Quando as mexidas nas leis prejudicam os interesses concretos das empresas são criticadas por lesar um princípio genérico: geram
instabilidade legal e, por isso, são prejudiciais. Quando as alterações beneficiam esses interesses, são aplaudidas pelos seus efeitos concretos mesmo que prejudiquem o princípio da
estabilidade legal: fomentam a produtividade e, por isso, são aconselháveis. E nisso, até a direita do PS alinha pelo mesmo diapasão (ver
aqui). É caso para dizer que a direita tem um único princípio: a defesa concreta dos lucros das empresas. E com isso entronca na mais dura das lutas da História - a da repartição do rendimento.
Ora, o Acordo sobre Rendimentos e Produtividade, celebrado com pompa e circunstância pelo Governo do PS, é um desses casos. O Vicente Ferreira já analisou exemplarmente o essencial do acordo (
aqui).
Em traços gerais, o que beneficia os trabalhadores fica ao critério das empresas aplicar ou não (é o caso dos aumentos salariais a quatro anos, essenciais para garantir o objectivo central do acordo de aumentar o peso dos salários no PIB); o que beneficia as empresas tem aplicação imediata e é garantido pelo Estado, através de medidas fiscais.

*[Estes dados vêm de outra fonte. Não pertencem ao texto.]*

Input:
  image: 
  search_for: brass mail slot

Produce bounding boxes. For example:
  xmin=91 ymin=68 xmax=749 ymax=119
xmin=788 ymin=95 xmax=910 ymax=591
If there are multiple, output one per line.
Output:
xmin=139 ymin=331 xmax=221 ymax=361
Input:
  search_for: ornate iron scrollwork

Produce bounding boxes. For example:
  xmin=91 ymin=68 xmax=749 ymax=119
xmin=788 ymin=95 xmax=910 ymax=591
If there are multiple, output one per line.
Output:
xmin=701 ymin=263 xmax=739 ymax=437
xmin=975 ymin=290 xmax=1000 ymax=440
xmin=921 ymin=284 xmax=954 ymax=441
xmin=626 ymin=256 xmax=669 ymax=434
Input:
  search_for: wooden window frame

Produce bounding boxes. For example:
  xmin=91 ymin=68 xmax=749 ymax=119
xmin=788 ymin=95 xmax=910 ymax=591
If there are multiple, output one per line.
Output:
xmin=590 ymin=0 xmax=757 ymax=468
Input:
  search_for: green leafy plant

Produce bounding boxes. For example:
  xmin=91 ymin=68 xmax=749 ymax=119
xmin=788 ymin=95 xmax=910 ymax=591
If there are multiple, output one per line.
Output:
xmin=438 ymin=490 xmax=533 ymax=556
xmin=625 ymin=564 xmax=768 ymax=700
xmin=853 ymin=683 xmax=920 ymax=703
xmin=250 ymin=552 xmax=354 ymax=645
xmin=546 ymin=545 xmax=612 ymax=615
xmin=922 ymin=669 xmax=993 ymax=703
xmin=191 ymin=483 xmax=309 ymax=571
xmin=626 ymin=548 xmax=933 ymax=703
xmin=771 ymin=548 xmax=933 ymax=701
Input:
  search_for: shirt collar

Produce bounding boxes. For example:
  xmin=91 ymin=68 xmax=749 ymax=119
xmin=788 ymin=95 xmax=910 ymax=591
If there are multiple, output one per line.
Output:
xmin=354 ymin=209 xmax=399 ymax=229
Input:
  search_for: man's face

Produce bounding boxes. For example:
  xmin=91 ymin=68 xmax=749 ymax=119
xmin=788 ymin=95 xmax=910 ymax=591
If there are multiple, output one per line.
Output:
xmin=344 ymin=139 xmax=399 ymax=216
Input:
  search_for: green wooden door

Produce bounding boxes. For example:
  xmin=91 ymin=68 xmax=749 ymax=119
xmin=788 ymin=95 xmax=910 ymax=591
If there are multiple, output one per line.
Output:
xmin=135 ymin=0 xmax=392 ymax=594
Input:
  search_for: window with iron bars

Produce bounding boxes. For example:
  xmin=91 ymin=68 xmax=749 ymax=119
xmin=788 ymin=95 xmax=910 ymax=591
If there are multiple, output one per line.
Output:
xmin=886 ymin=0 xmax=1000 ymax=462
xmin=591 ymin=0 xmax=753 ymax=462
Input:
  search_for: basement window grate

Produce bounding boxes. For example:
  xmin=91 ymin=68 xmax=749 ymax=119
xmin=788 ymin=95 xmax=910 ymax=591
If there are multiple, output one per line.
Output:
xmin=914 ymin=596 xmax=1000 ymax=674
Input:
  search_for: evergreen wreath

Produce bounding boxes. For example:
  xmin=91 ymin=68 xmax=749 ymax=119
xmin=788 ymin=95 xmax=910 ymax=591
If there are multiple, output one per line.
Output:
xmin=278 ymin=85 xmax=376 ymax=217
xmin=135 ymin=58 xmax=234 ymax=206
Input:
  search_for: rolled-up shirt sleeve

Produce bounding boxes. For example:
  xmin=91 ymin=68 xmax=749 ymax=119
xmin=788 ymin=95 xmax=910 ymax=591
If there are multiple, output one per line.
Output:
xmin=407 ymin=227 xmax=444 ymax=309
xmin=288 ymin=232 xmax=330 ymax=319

O Estado, comandado pelo PS, em vez de libertar a negociação colectiva, esmagada pelas leis aprovadas pelos Governos Durão Barroso e Passos Coelho/Portas - e mantidas e aprofundadas pelo PS nos Governos Sócrates - decide pagar do seu bolso para que as empresas dispensem - vá lá... - os seus lucros para salários.
Uma dessas medidas é bastante sintomática da cedência do PS aos grandes interesses empresariais, nomeadamente do sector financeiro e das poucas grandes empresas, aliás, em contradição com os objectivos do acordo.
Trata-se das alterações à forma como os lucros tributáveis futuros das empresas poderão ser reduzidos através da dedução dos prejuízos passados (algo que em gíria se chama reporte de prejuízos e que representa, na realidade, um apoio público à estabilidade do funcionamento das empresas).
O reporte de prejuízos é uma velha batalha das grandes empresas. Atravessou diversos governos e há sempre uma marca de classe nos governos que decidem mexer nesse tópico. Os governos de direita tendem a alargar o número de anos de prejuízo que podem ser usados pelas empresas para abater os seus eventuais lucros e, com isso, reduzir os impostos que pagam para o Estado (foi o caso do Governo Passos Coelho/Portas). À esquerda, tenta se limitar essa possibilidade, já que alargando esse número de anos, se reduzem os lucros tributáveis e, com eles, se reduz a receita de IRC dos anos seguintes e, com isso, agrava-se o já de si elevado fosso de tributação entre trabalho e capital, diminui-se os recursos públicos para realizar despesa pública, sapando a intervenção niveladora do Estado (Governo Sócrates e Governo Costa com apoio à esquerda).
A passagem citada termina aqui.